For clinical application, there is a great need for small molecule inhibitors (SMIs) that could control pathogenic effects of transforming growth factor (TGF-β) and/or modulate effects of TGF-β in normal responses. Selective SMIs of the TGF-β signaling pathway developed for therapeutics will also be powerful tools in experimentally dissecting this complex pathway, especially its cross-talk with other signaling pathways. In this study, we characterized (1′R,5′S,6′S)-2-(3′,5′-dibromo-1′, 6′-dihydroxy-4′-oxocyclohex-2′-enyl) acetonitrile (DT), a member of a new class of small molecule inhibitors related to bromotyrosine derivate from Pseudoceratina sp, which inhibits the TGF-β type I receptor serine/threonine kinase known as activin receptor-like kinase (ALK) 5. The inhibitory effects of DT on TGF-β-induced Smad signaling and epithelial-to-mesenchymal transition (EMT) were investigated in epithelial cells using in vitro kinase assay, luciferase reporter assays, immunoblotting, confocal microscopy, and wound healing assays.
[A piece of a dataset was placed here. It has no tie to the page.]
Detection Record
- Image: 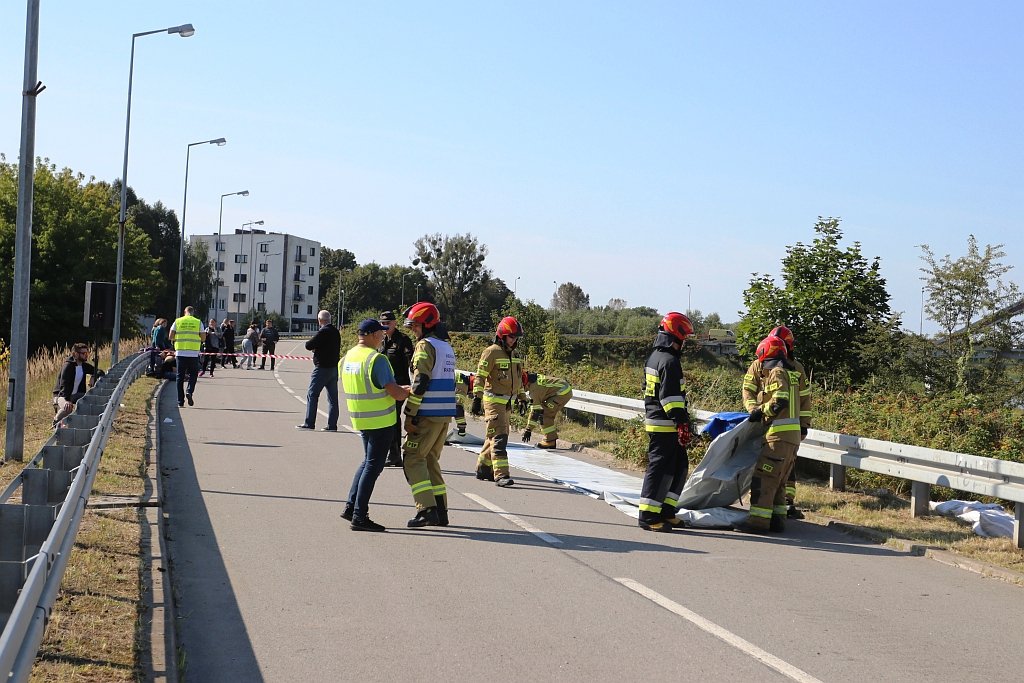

The novel ALK5 inhibitor, DT, inhibited the TGF-β-stimulated transcriptional activations of 3TP-Lux. In addition, DT decreased phosphorylated Smad2 levels and the nuclear translocation of Smad2 increased by TGF-β. In addition, DT inhibited TGF-β-induced EMT and wound healing of A549 cells. Our results suggest that DT is a potential therapeutic approach for fibrotic disease and cancer treatment.